Tensions between Washington and Beijing rose dramatically through the Trump years. Multiple unsafe encounters occurred between the two nations’ forces, always instigated by Plan ships or PLA Air Force planes. Xi Jinping, who was chairman of the Central Military Commission in addition to being general secretary of the Chinese Communist party (CCP) and president, had told his military as far back as 2018 to ‘prepare for war’. His exhortations against American interference in China’s rightful sphere of interest increased over the succeeding years, leading to risky actions by Chinese sailors and pilots. While high-level bilateral diplomatic meetings continued to take place, they produced no solutions, and both sides recognized that such gatherings were increasingly for show.

Joseph Biden initially downplayed China’s threat during the early stages of his successful presidential campaign. But after coming to office in 2021, he promised to maintain US pressure on China. Beijing responded in the first days of the Biden administration by drawing explicit red lines over issues like Taiwan, Hong Kong and Xinjiang. This led to continued jockeying between Washington and Beijing during Biden’s single term, with the US president often taking a rhetorical hard line while looking to diminish tensions. Plans to reduce supply-chain reliance on China were only partly realized. Further limiting its ability to pressure Beijing, the US continued to fail to come up with a viable domestic 5G industry.

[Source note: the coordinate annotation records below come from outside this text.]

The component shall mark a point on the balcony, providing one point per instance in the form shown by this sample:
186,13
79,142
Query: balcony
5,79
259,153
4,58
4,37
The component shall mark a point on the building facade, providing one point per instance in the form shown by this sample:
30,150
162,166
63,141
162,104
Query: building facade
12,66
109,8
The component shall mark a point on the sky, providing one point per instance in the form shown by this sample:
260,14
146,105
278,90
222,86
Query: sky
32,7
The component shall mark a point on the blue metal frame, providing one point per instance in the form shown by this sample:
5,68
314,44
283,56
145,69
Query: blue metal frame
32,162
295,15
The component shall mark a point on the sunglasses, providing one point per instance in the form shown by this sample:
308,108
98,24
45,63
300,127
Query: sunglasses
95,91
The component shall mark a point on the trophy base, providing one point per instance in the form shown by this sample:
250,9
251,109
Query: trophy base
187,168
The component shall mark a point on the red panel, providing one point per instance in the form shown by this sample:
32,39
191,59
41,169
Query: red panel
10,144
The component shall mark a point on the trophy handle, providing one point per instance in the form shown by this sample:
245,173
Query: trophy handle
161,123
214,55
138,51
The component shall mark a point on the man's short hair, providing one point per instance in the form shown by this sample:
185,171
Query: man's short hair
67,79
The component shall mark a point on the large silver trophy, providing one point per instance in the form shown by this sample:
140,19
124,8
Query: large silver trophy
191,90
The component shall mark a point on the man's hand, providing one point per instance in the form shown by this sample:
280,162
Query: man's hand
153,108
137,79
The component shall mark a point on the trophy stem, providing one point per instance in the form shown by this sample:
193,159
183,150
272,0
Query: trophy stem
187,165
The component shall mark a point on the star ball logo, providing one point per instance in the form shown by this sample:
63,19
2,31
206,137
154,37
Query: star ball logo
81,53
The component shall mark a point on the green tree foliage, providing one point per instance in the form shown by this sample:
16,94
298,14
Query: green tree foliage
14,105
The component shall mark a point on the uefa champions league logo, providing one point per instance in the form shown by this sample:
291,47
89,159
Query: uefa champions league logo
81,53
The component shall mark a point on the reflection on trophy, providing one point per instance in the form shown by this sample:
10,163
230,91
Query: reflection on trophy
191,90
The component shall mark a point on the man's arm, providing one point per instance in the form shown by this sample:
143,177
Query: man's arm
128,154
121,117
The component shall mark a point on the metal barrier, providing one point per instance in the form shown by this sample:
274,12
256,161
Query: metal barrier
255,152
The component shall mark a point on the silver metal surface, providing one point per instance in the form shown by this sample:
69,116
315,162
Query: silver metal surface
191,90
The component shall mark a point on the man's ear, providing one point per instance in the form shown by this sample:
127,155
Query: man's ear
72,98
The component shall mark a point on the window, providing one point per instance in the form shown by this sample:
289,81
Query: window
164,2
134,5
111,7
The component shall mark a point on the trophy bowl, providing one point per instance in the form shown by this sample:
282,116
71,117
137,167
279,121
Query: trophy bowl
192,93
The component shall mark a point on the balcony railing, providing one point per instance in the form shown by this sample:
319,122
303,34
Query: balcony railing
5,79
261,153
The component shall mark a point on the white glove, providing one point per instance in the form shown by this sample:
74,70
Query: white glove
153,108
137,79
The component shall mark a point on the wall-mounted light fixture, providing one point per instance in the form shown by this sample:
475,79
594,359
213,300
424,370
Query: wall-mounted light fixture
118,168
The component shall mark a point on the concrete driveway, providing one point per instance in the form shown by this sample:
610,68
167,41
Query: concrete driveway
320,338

All this took its inevitable toll on the publics of both nations. In November 2022, the 20th National Party Congress of the Chinese Communist party extended Xi’s rule as paramount leader, which was widely expected, and inserted a policy plank seen as a preemptive declaration that China would seek hegemony over the South China Sea by 2049. Public opinion polls taken in 2024 showed that the percentage of respondents in China and the United States with a positive opinion of the other country had dropped to single digits, and that each considered the other its foremost potential adversary. In short, the political relationship between the United States and China had deteriorated to such a degree by 2025 that relations seemed nearly unsalvageable.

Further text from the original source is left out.